April 12, 2013 § 4 Comments
Is it weird for a Spaniard to have red hair? The typical stereotype for a Mediterranean person is brown-skinned, not too tall and with dark hair. I do not seem to fit all those stereotypes very well, except for the dark hair. At least so I thought until I posted this picture of my beautiful family on my Facebook profile:
Of the five of us I am the only one without red hair. Seeing this picture really brought it home to me, it was strange that everyone of my three children had inherited my wife’s ‘recessive’ red hair!
I did not give a lot of importance to this until my colleague and Facebook friend Dave Adams, who happens to lead a research group at the Wellcome Trust Sanger Institute, asked me whether I had checked the MC1R gene.
The protein encoded by the MC1R gene is found in melanocytes, the cells that give hair and skin their color. The variants associated with red hair alter the protein’s function, tipping the balance of pigment production in melanocytes from black-brown eumelanin to red-yellow pheomelanin .
Dave is well aware of my efforts to crowdsource my genome data analysis and those of my blood relatives (parents, siblings and aunts and uncles). Since I have had my exome done, and following Dave’s suggestion, I looked for the animo acid changes he suggested (r151c, r160w and d294h) in the MC1R gene. Below you can see some of the comments of our conversation on Facebook:
I have a VCF file for all variations in my genome available in figshare for public download. I searched the file for the 89978527-89987385 interval in which the MC1R gene is located in chromosome 16 and found:
16 89986091 rs11547464 G A
This indicates that in position 89986091, there is a small change of one letter (SNP rs11547464) that makes my DNA in that position differ from the one of the human genome reference. The reference genome has a G whereas I have an A.
I also looked at my 23andMe genotype using myKaryoView, which also includes this rs11547464 SNP, and found that my genotype is ‘AG’. Doing some research with this I found that AG in the rs11547464 SNP encodes a missense change on the protein sequence (R142H), making me a ‘carrier’ state for ‘red hair’ .
More information about the relation of this SNP the phenotype showed that this mutation has been shown to be deleterious  and that this MC1R variant is “functional” .
According to Dave, I am a carrier for this red hair mutation and presumably my wife is homozygous for another variant with my kids being compound heterozygous. This means that perhaps my wife has another variant somewhere that also contributes to my children having red hair.
This explains, at least partly, how my offspring’s red hair is so strong, something that in principle should be self evident from the picture above. There is something satisfying though about being able to confirm the obvious with scientific evidence.
January 21, 2013 § Leave a Comment
Readers may remember the Crowdfunding Campaign that we run to collect funds to sequence the genomes of the Corpas family. We are pleased to announce the immediate release of our personal exomes (the coding portions of our genes) currently under a CC-BY license, just for issues of compatibility of license.

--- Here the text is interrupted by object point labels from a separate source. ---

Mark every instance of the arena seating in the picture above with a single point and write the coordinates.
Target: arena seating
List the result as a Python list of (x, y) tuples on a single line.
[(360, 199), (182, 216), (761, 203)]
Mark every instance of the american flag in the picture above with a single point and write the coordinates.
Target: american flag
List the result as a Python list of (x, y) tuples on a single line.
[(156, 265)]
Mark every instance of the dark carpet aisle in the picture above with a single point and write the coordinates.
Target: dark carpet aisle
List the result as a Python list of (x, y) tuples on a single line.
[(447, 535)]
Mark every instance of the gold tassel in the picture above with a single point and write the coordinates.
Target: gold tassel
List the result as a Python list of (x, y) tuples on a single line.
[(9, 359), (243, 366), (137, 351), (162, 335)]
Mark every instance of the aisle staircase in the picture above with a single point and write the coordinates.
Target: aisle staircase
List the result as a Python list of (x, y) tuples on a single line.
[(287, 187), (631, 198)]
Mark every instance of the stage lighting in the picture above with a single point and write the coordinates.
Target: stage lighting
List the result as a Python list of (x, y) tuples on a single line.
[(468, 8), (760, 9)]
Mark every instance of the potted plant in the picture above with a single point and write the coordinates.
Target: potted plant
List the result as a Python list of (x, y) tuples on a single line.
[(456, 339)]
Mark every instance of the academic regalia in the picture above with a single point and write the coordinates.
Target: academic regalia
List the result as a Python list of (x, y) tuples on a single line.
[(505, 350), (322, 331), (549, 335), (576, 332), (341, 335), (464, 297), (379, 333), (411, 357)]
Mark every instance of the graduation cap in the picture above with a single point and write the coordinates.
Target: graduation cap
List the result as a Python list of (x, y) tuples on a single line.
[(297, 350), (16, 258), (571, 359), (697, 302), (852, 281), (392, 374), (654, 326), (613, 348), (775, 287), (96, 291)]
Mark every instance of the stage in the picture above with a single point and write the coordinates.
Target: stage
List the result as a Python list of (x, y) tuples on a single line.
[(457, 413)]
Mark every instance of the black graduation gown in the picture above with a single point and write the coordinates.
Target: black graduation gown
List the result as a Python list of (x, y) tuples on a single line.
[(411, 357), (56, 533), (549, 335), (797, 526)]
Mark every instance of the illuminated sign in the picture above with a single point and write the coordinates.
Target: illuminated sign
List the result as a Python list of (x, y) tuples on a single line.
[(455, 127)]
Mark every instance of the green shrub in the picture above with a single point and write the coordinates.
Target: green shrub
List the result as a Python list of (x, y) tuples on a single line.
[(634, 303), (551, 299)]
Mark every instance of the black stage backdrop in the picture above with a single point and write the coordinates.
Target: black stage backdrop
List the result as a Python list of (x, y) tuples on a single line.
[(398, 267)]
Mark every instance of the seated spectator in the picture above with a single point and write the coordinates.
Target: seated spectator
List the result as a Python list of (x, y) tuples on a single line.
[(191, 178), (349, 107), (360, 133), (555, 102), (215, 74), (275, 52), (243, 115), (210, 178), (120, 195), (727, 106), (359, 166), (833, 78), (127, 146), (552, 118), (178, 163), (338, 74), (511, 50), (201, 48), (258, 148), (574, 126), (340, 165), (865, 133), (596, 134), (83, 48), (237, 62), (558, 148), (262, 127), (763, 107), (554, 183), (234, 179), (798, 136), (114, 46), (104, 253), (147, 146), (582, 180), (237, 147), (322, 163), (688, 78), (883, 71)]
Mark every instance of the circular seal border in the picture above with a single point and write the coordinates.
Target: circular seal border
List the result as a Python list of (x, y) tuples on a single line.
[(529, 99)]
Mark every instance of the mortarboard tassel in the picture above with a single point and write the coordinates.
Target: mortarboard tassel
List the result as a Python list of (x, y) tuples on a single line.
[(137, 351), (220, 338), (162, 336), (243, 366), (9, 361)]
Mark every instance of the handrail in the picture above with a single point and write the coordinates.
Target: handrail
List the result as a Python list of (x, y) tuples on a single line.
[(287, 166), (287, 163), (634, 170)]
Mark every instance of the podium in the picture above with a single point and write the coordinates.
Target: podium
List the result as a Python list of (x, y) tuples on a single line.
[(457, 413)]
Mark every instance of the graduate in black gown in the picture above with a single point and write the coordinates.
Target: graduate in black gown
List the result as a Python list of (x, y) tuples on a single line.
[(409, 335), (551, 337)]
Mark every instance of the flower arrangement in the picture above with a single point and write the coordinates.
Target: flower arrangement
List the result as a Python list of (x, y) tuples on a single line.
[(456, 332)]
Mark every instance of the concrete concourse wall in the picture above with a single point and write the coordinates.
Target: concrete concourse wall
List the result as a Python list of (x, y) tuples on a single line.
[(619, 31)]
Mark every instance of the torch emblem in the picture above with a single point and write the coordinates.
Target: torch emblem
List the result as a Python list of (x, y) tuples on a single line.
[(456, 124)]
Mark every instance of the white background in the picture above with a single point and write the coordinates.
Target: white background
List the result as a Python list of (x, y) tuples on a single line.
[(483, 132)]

At this point you have permission to use these data in any way you wish as long as you attribute it to the Corpas family.
Where is it available?
We have decided to make the data available through figshare because it makes the data immediately citable, providing a doi identifier. So here is where the trio data can be downloaded:
Please note that the above data only include the latest sequencing data from our family: exome data from mother, father and daughter. Previous released data from son’s exome are here:
Why do we release our personal exomes?
When my family and myself made our genotypes available on the Internet, we immediately received results from researchers from around the world who took our data for analysis and came back with interesting insights. As a result of this, we have been able to learn much about ourselves. I have reported this in a previous entry on this blog entitled “Benefits for Publishing Family Genomes on the Internet“. We now follow the same principle: if we make our exomes available for people to analyse them, we can expect that some researchers may come back with interesting results.
What new data do we actually release?
Fastq files for whole exome sequencing from the Corpas family: mother, father, daughter. The data comes from 3 saliva samples. Exome capture was performed using Agilent SureSelect Human All Exon 44.

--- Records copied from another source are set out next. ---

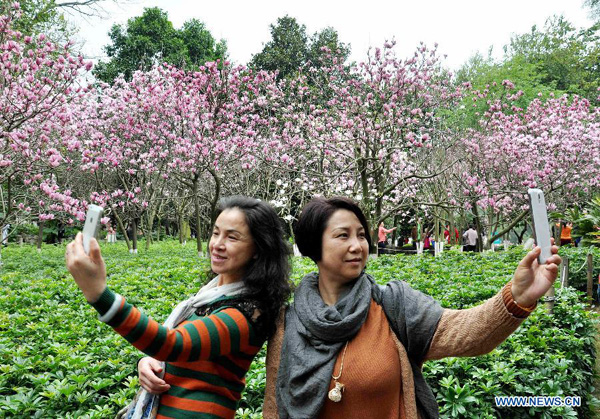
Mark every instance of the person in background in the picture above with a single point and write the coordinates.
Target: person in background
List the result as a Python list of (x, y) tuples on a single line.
[(470, 237), (427, 241), (198, 360), (382, 237), (447, 234)]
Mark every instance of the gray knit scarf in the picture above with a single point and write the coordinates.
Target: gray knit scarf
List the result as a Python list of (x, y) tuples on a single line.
[(314, 334)]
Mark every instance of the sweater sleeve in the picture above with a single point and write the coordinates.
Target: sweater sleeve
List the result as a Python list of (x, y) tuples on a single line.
[(474, 331), (222, 333)]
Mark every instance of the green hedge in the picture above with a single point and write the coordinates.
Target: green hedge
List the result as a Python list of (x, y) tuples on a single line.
[(58, 360)]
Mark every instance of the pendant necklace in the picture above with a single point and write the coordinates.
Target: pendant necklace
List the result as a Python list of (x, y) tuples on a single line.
[(335, 395)]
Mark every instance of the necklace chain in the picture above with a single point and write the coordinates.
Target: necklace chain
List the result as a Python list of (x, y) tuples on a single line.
[(342, 363)]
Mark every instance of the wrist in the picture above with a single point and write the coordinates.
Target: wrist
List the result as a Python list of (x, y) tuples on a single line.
[(513, 306), (519, 298), (93, 295)]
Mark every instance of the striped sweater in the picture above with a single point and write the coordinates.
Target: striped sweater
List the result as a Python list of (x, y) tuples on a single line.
[(206, 357)]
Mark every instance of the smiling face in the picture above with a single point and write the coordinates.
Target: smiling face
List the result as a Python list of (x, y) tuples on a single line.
[(231, 246), (345, 248)]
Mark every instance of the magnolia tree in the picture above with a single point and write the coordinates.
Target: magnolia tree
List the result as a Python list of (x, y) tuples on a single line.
[(124, 146), (367, 131), (553, 145), (37, 82), (223, 117)]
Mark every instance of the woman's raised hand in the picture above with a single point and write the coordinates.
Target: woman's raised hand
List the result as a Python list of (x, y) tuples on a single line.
[(88, 271), (532, 280)]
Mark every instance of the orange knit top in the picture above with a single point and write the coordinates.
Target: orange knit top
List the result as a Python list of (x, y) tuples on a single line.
[(371, 375)]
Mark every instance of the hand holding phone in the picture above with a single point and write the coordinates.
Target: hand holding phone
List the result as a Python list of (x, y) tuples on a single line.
[(541, 228), (91, 226)]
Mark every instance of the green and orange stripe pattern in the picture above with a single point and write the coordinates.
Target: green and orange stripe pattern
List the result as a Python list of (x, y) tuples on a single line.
[(207, 357)]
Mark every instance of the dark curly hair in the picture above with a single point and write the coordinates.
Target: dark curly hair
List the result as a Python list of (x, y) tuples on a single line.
[(266, 276), (313, 221)]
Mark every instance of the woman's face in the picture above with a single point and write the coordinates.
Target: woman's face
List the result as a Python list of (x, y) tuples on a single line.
[(345, 248), (231, 246)]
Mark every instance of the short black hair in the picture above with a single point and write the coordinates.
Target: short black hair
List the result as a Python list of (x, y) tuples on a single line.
[(313, 220), (267, 276)]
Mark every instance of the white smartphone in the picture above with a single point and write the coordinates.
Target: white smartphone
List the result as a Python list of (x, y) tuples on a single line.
[(91, 226), (539, 218)]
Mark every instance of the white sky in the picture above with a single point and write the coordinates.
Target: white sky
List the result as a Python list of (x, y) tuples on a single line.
[(460, 27)]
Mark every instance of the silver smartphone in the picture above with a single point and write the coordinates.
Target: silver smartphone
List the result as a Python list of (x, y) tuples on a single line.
[(541, 228), (91, 226)]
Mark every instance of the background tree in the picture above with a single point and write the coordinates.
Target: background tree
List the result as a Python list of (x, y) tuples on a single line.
[(48, 16), (565, 57), (151, 39), (291, 49), (594, 6)]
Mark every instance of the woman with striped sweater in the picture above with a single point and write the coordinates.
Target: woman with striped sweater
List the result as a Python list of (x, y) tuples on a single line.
[(198, 359)]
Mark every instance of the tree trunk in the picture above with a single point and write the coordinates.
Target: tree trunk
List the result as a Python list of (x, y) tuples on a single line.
[(213, 205), (134, 234), (148, 234), (197, 213), (123, 230), (40, 236), (478, 227), (590, 278)]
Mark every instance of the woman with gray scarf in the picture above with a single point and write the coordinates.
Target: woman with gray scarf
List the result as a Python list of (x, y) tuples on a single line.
[(348, 347)]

The captured material was sequenced using Illumina’s HiSeq technology.
The data is expected to have 30X effective mean depth per sample, having removed adaptor pollution and low quality sequence.
What do we ask in return?
We do appeal to the good will of potential users to report back to us anything interesting they might find.
How big are the files?
They are huge. On average they are about 1 Gb per file and we have 6 of these. That means that it can take several hours for each file to be downloaded. Please be patient!
Where can I get them?
The top link is for mother, father and daughter. The botton link is for son.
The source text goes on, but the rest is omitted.